Ever since, I've been working in online services. I've had a successful career so far, and I'm now a senior engineer at a large and well-known company. But I never liked the jobs I've had as much as my first two jobs. I've been powering through it for years now, but I'm starting to burn out.
The world of services doesn't resonate with me. I hate being unable to attach a debugger to my code. Or having to reason about what could be wrong when I have 50+ machines running the same software, connected to other machines and services, and who knows what's going on that's causing load spikes that are bringing everything down. That sort of thing.
The processes involved are awful. I've only worked at places where there's a strict engineering vs. operations split. I hate doing "debugging by proxy", having to get on a call with an ops person to relay to them what commands I want them to run on a box so I can diagnose what's wrong. Something that would take me 10 minutes takes 2 hours.
Don't get me started on Kubernetes.
Finally, I loathe being on call. Even if it's only once a quarter, I just dread it.
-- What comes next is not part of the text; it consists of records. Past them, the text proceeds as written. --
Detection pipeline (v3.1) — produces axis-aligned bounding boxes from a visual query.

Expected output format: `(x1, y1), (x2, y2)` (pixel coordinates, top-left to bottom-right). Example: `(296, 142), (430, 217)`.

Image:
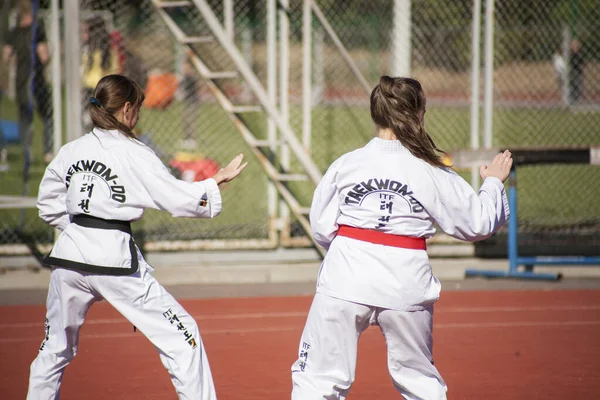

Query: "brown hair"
(371, 76), (446, 167)
(90, 75), (144, 138)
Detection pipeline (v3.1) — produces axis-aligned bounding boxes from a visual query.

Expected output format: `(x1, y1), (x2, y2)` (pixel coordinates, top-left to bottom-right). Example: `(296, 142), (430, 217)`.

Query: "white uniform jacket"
(310, 138), (509, 311)
(37, 128), (221, 275)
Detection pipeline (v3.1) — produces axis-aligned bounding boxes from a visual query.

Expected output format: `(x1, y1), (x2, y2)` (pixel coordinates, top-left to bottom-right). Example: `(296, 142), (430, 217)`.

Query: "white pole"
(314, 28), (325, 108)
(50, 0), (62, 154)
(390, 0), (411, 76)
(471, 0), (481, 189)
(223, 0), (235, 43)
(483, 0), (494, 149)
(279, 0), (290, 238)
(561, 24), (571, 106)
(302, 0), (312, 152)
(63, 0), (82, 142)
(267, 0), (277, 238)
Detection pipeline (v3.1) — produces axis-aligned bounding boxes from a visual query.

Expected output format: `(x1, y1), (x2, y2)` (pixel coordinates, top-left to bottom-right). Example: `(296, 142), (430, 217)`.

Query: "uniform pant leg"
(292, 293), (372, 400)
(90, 257), (216, 400)
(27, 268), (96, 400)
(377, 307), (447, 400)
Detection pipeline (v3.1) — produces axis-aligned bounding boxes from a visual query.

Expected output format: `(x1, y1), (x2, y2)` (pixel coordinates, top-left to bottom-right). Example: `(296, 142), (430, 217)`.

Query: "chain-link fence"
(0, 0), (600, 255)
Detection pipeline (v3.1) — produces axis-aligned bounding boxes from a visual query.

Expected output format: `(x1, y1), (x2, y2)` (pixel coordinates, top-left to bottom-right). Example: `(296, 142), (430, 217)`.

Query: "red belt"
(338, 225), (427, 250)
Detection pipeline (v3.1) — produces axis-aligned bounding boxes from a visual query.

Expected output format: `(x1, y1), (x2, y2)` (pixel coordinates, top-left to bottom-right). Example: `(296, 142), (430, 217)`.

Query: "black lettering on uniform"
(373, 179), (390, 190)
(390, 181), (402, 192)
(110, 185), (125, 193)
(352, 183), (367, 195)
(360, 179), (375, 192)
(81, 160), (96, 171)
(409, 196), (424, 212)
(101, 168), (118, 182)
(92, 161), (106, 176)
(110, 193), (127, 203)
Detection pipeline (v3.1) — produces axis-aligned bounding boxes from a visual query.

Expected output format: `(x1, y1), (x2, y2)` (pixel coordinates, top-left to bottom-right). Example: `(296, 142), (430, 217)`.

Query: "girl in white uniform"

I'm not sure there's a way out though. I've been working on services for years, and all jobs these days seem to be in that space. I would love to go back to desktop software development, or even get into something new like embedded software (which seems really attractive, at least from outside). It's funny that I concentrated in systems programming and embedded software development when I was in college, but ended up not building a career in any of those fields.
While it's been a while for you professionally, if you were a developer before, you should still have the core skills. If you feel like they've stagnated too much, brush up on your own first. If you want to go all-in, there's no time like the present for getting more formal education (remotely).
If you want to go back to systems development, you can try to take a backdoor route by getting a job at a hardware company doing services development and gradually switch over to a systems development role. There are IoT companies, there are industrial and business equipment manufacturers who make things that need to be cloud enabled (e.g. barcode scanners), there are small consumer electronics companies (e.g. Sonos), etc. They're rare but non-web jobs are out there.